Heart London
- London; England;
- Frequencies: FM: 106.2 MHz DAB: CE Digital (London), Block 12C, 128 kbit/s Sky (UK only): 0109 TalkTalk TV: 612 Virgin Media: 918 Freeview 728 Freesat 733
- RDS: HEART

Programming
- Format: Hot AC
- Network: Heart

Ownership
- Owner: Global
- Sister stations: Capital London LBC LBC News Smooth London Radio X Gold

History
- First air date: 5 September 1995; 30 years ago

Links
- Website: www.heart.co.uk/london

= Heart London =

Radio station in London

Heart London is a regional radio station owned and operated by Global Radio as part of the Heart network. Across London and its neighbouring counties, it can be heard on 106.2 MHz.

==History==
In 1994 Chrysalis Radio was awarded a London-wide licence to broadcast "soft AC" music, winning the licence as "Crystal FM".

The name was changed to Heart 106.2 which began test transmissions in August 1995, prior to the station launch on 5 September. This included live broadcasts of WPLJ from New York City.

In 1996 the Heart programming format saw the "soft AC" music replaced with a generally more neutral Hot AC playlist.

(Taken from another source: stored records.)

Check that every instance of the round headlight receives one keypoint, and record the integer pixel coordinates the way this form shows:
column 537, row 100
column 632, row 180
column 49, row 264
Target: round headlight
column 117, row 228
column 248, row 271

On 25 June 2007, Chrysalis Records announced that Heart along with its sister stations The Arrow, Sky News Radio, LBC and Galaxy were to be sold for £170 million to Global Radio.

On 28 April 2008, Heart London began simulcasting most of its programmes on Heart West Midlands, thereby beginning a roll-out of Heart London to other stations and by 2010, local programming was reduced to seven hours on weekdays and four hours on Saturday and Sunday. By 2019, that output was reduced to the OFCOM minimum 3 hours per weekday, with no local content on weekends.

==Current notable presenters==

- Lindsey Russell
- Amanda Holden
- Jamie Theakston
- Ashley Roberts
- Kelly Brook
- Jason King
- Dev Griffin
- Toby Anstis
- Zoe Hardman
- Mark Wright
- Yasmin Evans
- Emma Bunton
- Lucy Horobin
- Vicky Pattison
- Scarlette Douglas
- Davina Mccall
- Olly Murs

==Availability==
In addition to FM, the station is available on DAB digital radio in London, and across the UK on Freesat, Sky, Freeview, TalkTalk TV and Virgin Media. The station is also available on MXR regional DAB multiplexes in the North West, North East, the Severn Estuary and Yorkshire, as well as on Switch Digital in central Scotland, having replaced Heart Digital. Until April 2006, the station could also be listened to worldwide through its Internet stream. However, according to the website, the station has withdrawn this facility outside the UK due to licensing laws.

==News==
Global's London headquarters broadcasts hourly news bulletins 24 hours a day, including local news bulletins from 0500 to 1900 on weekdays and 0600 to noon at weekends.